A primeira vez que pisou solo sueco foi ao sair do avião, um pequeno bimotor que a trazia desde Copenhaga, de onde, por sua vez, tinha vindo de Paris. E de Nice. E do Estoril. Maria Celeste estava em lua-de-mel, a viver um sonho de fadas e chegava, com o marido, à terra que passaria a ser sua. Vive lá, na Suécia, há 51 anos.

Quando era adolescente, Maria Celeste jogava o Jogo dos Postais e tinha correspondentes estrangeiros. Era aquilo que mais se assemelhava hoje às redes sociais. Os meninos e as meninas da sua geração trocavam cartas com correspondentes de outros países. Maria Celeste tinha-os na Alemanha, em França e na Suécia. E o Jogo dos Postais era muito divertido porque havia listas de endereços para os quais se enviavam postais ilustrados, recebendo depois outros de países distantes.
Para a jovem Maria Celeste Samagaio era até uma forma de praticar o seu francês, inglês e alemão que aprendera na alínea de línguas do 7º ano do curso dos Liceus no Externato Ramalho Ortigão.
Filha de um funcionário da FNPT (Federação Nacional dos Produtores de Trigo), Maria, “nascida e baptizada nas Caldas da Rainha”, como fez questão de dizer à Gazeta das Caldas, entrou na 1ª classe em 1948, com apenas seis anos. Estudou sempre no Ramalho Ortigão e só de lá saiu no 7º ano. O Ramalho Ortigão ficava então, na rua Miguel Bombarda e mais tarde junto à Garagem Caldas na rua Capitão Filipe de Sousa.
Em 1958 Maria Celeste Samagaio vai estudar para Lisboa. Primeiro para a universidade, para cursar Germânicas, mas não gostou. Mudou-se então para o ISLA (Instituto Superior de Línguas e Administração) onde fez o curso de tradutora-intérprete.

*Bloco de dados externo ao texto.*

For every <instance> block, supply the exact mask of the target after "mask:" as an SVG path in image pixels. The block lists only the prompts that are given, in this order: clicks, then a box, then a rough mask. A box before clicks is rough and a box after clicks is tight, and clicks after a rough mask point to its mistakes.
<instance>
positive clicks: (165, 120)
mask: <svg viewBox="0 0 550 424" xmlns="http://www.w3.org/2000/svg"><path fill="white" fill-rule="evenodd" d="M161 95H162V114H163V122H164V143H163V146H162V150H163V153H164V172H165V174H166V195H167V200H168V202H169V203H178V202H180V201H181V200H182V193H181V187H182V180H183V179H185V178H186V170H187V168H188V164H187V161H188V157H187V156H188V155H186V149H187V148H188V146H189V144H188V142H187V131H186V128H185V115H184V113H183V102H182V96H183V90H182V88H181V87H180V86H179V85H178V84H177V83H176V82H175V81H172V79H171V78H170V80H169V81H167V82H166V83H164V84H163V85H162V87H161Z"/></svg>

Mas por esta altura, e entre os magotes de cartas entregues pelo carteiro no âmbito dos intercâmbios com correspondentes (chegavam a ser 15 cartas por dia), há um que se destaca e que começa a fazer discretamente o seu caminho até se tornar praticamente o único. Chama-se Jan Rehn, é sueco, e num belo Verão pede autorização para vir visitar a sua correspondente portuguesa às Caldas da Rainha.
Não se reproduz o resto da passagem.